Mahkemenin hükmüne esas aldığı bilirkişi raporu az yukarıda açıklanan hususları açıklığa kavuşturan bir rapor niteliğinde değildir. Anılan raporda, davacı tarafından yapılan bina ve eklentileri için asgari levazım değerine ilişkin bir tesbit olmadığı gibi, davalıların sebepsiz zenginleşmelerine ilişkin saptaması da yeterli değildir ve kendi içinde çelişkilidir. Şöyle ki; öncelikle muhtesatlar için üçüncü kişiye satış tarihi yerine dava tarihi esas alınmak suretiyle maliyet hesabı yapılıp, yıpranma düşüldükten sonra bulunan maliyet değeri zeminin değerine ilave edilmek suretiyle muhtesatlı taşınmaz değeri saptanmıştır. Diğer taraftan muhtesatsız yalın değerinin de hangi faktörler esas alınarak saptandığına ilişkin raporda inandırıcı bir gerekçeye yer verilmemiştir.Öte yandan davacının yaptığı gecekondu ve eklentilerinin aynen muhafaza edilmesine olanak yoktur şeklindeki düşünceye karşın bunların satış bedeline maliyet değetieriyie aynen yansıyacağını kabul şeklindeki çelişki de izah edilmemiştir. Bu nitelikteki bir raporun hükme esas alınması mümkün değildir.
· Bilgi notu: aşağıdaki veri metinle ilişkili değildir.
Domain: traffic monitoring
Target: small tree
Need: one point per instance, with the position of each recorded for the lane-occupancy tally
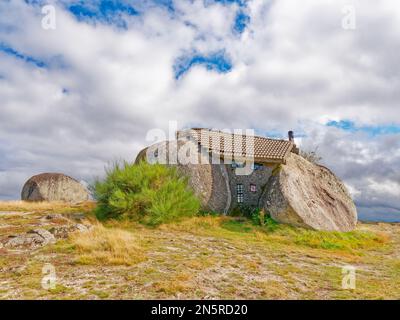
(149, 193)
(311, 155)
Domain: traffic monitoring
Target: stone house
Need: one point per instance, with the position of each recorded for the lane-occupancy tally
(226, 170)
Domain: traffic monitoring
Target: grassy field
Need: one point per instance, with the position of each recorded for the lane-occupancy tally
(199, 258)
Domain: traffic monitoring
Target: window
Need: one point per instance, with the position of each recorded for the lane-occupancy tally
(238, 164)
(239, 193)
(256, 166)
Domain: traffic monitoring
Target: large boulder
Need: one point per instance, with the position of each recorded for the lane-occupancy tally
(304, 194)
(54, 187)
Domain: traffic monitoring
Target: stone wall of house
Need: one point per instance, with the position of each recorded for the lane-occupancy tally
(258, 178)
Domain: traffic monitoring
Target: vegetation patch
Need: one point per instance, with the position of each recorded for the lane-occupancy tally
(149, 193)
(105, 246)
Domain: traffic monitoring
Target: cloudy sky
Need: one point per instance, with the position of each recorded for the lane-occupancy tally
(84, 93)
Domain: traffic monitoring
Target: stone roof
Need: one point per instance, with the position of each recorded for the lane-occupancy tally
(260, 149)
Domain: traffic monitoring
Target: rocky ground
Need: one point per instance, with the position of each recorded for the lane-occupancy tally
(198, 258)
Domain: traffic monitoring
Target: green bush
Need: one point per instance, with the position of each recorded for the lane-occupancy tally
(149, 193)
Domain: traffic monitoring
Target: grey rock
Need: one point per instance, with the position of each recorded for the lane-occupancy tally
(303, 194)
(54, 187)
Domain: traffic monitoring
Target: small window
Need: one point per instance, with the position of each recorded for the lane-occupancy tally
(240, 193)
(238, 164)
(256, 166)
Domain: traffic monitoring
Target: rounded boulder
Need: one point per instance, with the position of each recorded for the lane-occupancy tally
(304, 194)
(54, 187)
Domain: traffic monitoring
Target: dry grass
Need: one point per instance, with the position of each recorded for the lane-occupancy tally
(46, 207)
(203, 258)
(106, 246)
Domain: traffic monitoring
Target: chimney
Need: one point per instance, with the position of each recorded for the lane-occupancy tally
(291, 136)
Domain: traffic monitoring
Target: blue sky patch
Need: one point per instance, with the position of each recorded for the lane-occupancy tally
(350, 126)
(241, 21)
(105, 11)
(240, 3)
(217, 61)
(12, 52)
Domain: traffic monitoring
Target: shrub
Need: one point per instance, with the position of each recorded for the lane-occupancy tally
(311, 155)
(149, 193)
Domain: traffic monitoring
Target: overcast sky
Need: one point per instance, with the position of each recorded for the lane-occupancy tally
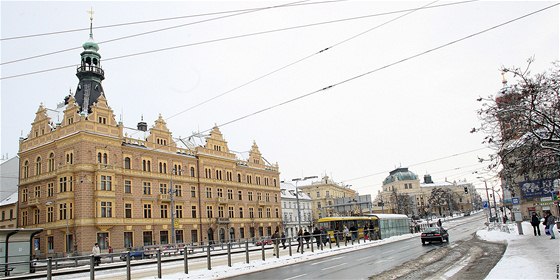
(390, 106)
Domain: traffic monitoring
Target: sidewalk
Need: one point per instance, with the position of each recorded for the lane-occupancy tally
(527, 256)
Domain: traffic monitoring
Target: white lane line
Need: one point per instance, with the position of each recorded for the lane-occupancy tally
(334, 266)
(297, 276)
(329, 260)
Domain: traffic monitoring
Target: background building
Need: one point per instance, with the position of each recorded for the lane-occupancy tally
(86, 178)
(290, 209)
(402, 193)
(323, 194)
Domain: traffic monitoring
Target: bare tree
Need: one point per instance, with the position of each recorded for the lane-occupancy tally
(522, 125)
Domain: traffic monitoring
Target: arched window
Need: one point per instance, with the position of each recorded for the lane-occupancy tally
(38, 166)
(26, 169)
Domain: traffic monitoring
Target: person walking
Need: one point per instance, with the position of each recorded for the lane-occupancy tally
(300, 240)
(276, 241)
(535, 222)
(317, 236)
(550, 222)
(307, 237)
(96, 252)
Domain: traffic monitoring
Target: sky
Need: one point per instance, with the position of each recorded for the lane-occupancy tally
(526, 257)
(403, 92)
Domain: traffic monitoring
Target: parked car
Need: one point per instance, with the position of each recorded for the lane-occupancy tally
(135, 254)
(266, 241)
(434, 234)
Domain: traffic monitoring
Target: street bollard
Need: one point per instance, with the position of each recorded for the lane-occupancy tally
(185, 252)
(49, 268)
(247, 251)
(208, 258)
(159, 262)
(91, 267)
(290, 246)
(229, 254)
(128, 265)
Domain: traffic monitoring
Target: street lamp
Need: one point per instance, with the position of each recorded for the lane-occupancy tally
(297, 195)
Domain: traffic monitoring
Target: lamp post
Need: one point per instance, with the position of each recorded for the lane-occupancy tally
(297, 195)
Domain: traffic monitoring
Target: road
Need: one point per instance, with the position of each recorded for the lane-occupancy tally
(364, 263)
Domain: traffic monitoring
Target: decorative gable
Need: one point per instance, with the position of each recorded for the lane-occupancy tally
(40, 125)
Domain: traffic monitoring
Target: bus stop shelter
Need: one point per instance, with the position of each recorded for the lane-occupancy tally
(16, 250)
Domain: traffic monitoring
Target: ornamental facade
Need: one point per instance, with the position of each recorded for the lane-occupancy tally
(90, 179)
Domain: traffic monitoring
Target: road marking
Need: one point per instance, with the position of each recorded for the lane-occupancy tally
(334, 266)
(297, 276)
(327, 260)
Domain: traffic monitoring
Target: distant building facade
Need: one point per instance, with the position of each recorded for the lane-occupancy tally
(323, 194)
(89, 179)
(290, 217)
(402, 193)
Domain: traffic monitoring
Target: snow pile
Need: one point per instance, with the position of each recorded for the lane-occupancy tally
(527, 256)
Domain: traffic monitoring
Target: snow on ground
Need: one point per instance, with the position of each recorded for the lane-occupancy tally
(527, 256)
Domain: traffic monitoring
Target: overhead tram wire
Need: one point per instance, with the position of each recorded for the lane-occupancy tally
(294, 62)
(382, 67)
(148, 32)
(368, 73)
(208, 41)
(154, 20)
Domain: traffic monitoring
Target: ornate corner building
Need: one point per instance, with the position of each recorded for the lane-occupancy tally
(90, 179)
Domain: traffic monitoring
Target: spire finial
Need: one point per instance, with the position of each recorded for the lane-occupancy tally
(90, 12)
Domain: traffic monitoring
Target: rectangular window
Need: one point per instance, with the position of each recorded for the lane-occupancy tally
(127, 186)
(179, 211)
(106, 209)
(128, 210)
(193, 211)
(50, 189)
(163, 211)
(147, 211)
(105, 183)
(128, 240)
(147, 188)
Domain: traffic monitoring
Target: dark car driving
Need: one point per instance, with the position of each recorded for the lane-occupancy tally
(431, 234)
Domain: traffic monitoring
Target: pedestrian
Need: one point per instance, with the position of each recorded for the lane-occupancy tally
(300, 240)
(346, 233)
(307, 237)
(535, 222)
(276, 241)
(317, 236)
(96, 252)
(550, 222)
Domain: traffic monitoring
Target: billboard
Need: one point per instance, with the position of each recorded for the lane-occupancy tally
(538, 188)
Davadaki ileri sürülüşe göre davacı, ancak davalıların haksız zenginleşmesi mevcut ise bu zenginleşme miktarından fazla olmamak kaydıyla az yukarıda açıklanan yönteme uygun taşınmazın üçüncü kişiye satış tarihi itibariyle hesaplanacak asgari levazım değirini davalılardan tapudaki payları oranında isteyebilir. Davalıların sebepsiz zenginleşmeleri bulunmadığı takdirde ise davanın reddi gerekir.

Mahkemenin açıklanan şekilde inceleme ve araştırma yapmadan yetersiz ve kendi içinde çelişkili, somut olayın özelliğine uygun düşmeyen bilirkişi raporunu aynen benimseyerek yazılı şekilde karar vermesi usul ve kanuna aykırı olup bozmayı gerektirir.

SONUÇ : Açıklanan nedenlerle temyiz olunan mahkeme kararının temyiz eden davalı hazine yararına ( BOZULMASINA ), 12.10.2000 gününde oybirliğiyle karar verildi.